S和会のY田さんのことを書いたので、もう一人の長老、O村主計さんのことにふれないわけにはいかない。

30年くらい前、S和会という、20人くらいのゴルフの集まりがあって、オレはその末席に名を連ねていた。その長老格としていたのが、”熱海ブルース”のY田さん、そしてもう一人がO村さんだった。

O村さんは童謡の作詞家で、「絵日傘」「花かげ」を作ったことで知られていたが、オレの会社の大先輩
で、あのころは、もう退社されて、悠々自適の生活をしてらした。ちなみに、「花かげ」という歌は、桜ふぶきの下をお姉さまが俥にゆられて嫁いでゆき、わたしはひとりぼっちになってしまう、という切ない詩で、オレは小さい時から聞き覚えのあった歌だった。だから、母にその人とゴルフを一緒にしていると話したらとても驚いていたものだ。

ゴルフコンペの時には、ハンチングにネクタイ、ニッカボッカというオールドファッションスタイルで、飄々とプレーをされていたが、また一面、とてもヒョウキンなところのある方だった。


ある日、午後の3時頃、会社にO村さんから電話があった。
「オイ、I君かや?、**にいるから、すぐきてくれ!」
麻雀の誘いである。メンバーが足りないから来いというのだ。
それまでもちょくちょくお付き合いさせていただいてたが、まだ昼間である。
「そうおっしゃられてもまだ勤務時間中ですよ」
「オオ、そうか。じゃ、部長に代わってくれ」
部長がしばらく話したあと、あきれた顔をしながら
「じゃあ、業務命令だ。行って来い」

ということで、銀座8丁目のスミのほうにあったホリコタツのある麻雀屋にイソイソとでかけて証券マンたちと一緒に昼間からタクを囲んだ。
O村さんの麻雀はゴルフと一緒で戦前の変なルールであったが何より印象深く覚えていることは、良く「裸単騎」待ちをしていたことだ。
チー、ポンを繰り返して「裸単騎」になるスリルを楽しんでいるようにさえ思えた。普通は「裸単騎」など、しょうがなくなるものだが、O村さんは無理やり1枚にして、その牌を両手で隠して
「ウヒャウヒャ」
と喜んでいる。まだ上がったわけでもないのにその様は、まるで子供そのもの。あのロマンチックな詩を書くような人とは到底思えなかった。

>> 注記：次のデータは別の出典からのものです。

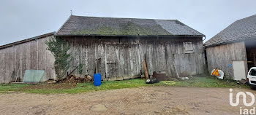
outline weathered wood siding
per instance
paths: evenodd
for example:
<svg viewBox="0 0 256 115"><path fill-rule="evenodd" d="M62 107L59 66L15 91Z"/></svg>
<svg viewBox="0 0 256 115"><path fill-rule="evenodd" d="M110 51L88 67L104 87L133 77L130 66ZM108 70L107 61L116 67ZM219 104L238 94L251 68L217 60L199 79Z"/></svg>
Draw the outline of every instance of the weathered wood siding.
<svg viewBox="0 0 256 115"><path fill-rule="evenodd" d="M23 80L26 69L45 70L43 78L56 78L54 57L46 49L45 41L53 36L33 40L0 49L0 82L8 82L14 75ZM73 74L91 76L96 69L104 80L121 80L138 77L144 72L146 57L149 75L166 71L169 76L195 75L205 72L206 63L202 38L189 37L62 37L71 45L73 56L69 71L83 64ZM191 42L192 53L184 50L184 42ZM97 59L99 59L97 68ZM13 72L14 71L14 72Z"/></svg>
<svg viewBox="0 0 256 115"><path fill-rule="evenodd" d="M206 48L208 70L211 71L218 68L225 73L225 77L233 79L233 60L244 60L246 62L246 47L244 41L222 44ZM246 69L247 69L246 63Z"/></svg>
<svg viewBox="0 0 256 115"><path fill-rule="evenodd" d="M206 70L202 38L188 37L62 37L71 45L74 60L72 71L80 63L84 76L93 75L99 60L99 71L104 80L126 79L140 76L143 72L144 55L148 74L166 71L169 76L203 74ZM185 53L184 42L192 42L192 53Z"/></svg>
<svg viewBox="0 0 256 115"><path fill-rule="evenodd" d="M45 70L45 80L54 78L54 58L46 49L45 44L52 37L50 36L0 49L0 83L9 82L12 73L13 82L16 77L23 80L27 69Z"/></svg>

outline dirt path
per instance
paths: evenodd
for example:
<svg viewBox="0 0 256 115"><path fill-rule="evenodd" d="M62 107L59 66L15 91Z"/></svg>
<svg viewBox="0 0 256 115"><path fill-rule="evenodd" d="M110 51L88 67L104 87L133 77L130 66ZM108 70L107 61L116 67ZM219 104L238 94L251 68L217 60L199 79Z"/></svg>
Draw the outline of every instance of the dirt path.
<svg viewBox="0 0 256 115"><path fill-rule="evenodd" d="M256 91L233 89L233 93ZM1 114L239 114L228 88L139 87L77 95L0 94ZM248 102L249 100L248 100ZM93 106L105 106L94 111ZM255 104L254 106L256 106ZM244 107L245 108L245 107ZM251 107L252 108L252 107Z"/></svg>

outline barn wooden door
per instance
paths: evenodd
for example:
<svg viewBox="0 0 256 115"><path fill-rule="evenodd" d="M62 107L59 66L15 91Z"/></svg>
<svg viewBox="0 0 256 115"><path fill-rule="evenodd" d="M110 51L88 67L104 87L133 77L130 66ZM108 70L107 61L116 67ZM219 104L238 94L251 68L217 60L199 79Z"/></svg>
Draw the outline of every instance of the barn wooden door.
<svg viewBox="0 0 256 115"><path fill-rule="evenodd" d="M117 76L116 48L114 45L105 45L106 76L108 80L114 80Z"/></svg>
<svg viewBox="0 0 256 115"><path fill-rule="evenodd" d="M105 53L107 79L127 79L140 74L138 44L106 44Z"/></svg>

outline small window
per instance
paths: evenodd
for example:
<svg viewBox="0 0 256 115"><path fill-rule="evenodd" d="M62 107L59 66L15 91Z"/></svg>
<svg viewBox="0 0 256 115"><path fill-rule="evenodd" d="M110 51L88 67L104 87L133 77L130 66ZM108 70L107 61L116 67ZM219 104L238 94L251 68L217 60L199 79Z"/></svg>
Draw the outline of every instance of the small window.
<svg viewBox="0 0 256 115"><path fill-rule="evenodd" d="M183 42L184 47L184 53L192 53L194 52L194 48L192 42Z"/></svg>
<svg viewBox="0 0 256 115"><path fill-rule="evenodd" d="M256 76L256 70L252 69L250 73L249 73L249 75L251 75L251 76Z"/></svg>

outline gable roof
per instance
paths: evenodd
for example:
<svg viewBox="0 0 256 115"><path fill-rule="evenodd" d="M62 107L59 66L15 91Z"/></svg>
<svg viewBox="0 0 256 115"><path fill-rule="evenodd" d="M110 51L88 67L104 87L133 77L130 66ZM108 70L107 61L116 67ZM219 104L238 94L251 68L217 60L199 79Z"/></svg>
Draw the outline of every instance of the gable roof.
<svg viewBox="0 0 256 115"><path fill-rule="evenodd" d="M204 44L211 47L249 39L256 39L256 15L236 21Z"/></svg>
<svg viewBox="0 0 256 115"><path fill-rule="evenodd" d="M71 15L56 36L204 36L177 20Z"/></svg>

しかも、その「裸単騎」が字牌、風牌などではなく、真ん中の牌で待つのである。だから上がった時の得意そうな顔といったらなかった。無邪気な顔をくしゃくしゃにして喜ぶのだ。点数が高かろうが、安かろうが関係はなかった。

オレがお付き合いさせていただいたのは晩年の7、8年で、年の差はおじいさんと孫ぐらいあったが麻雀をしている時、年齢差は少しも感じなかった。
一周忌にT社長とS和会の会長のM信吾さんと3人で出向いたのは季節がようやく暖かくなりかけた頃だったな。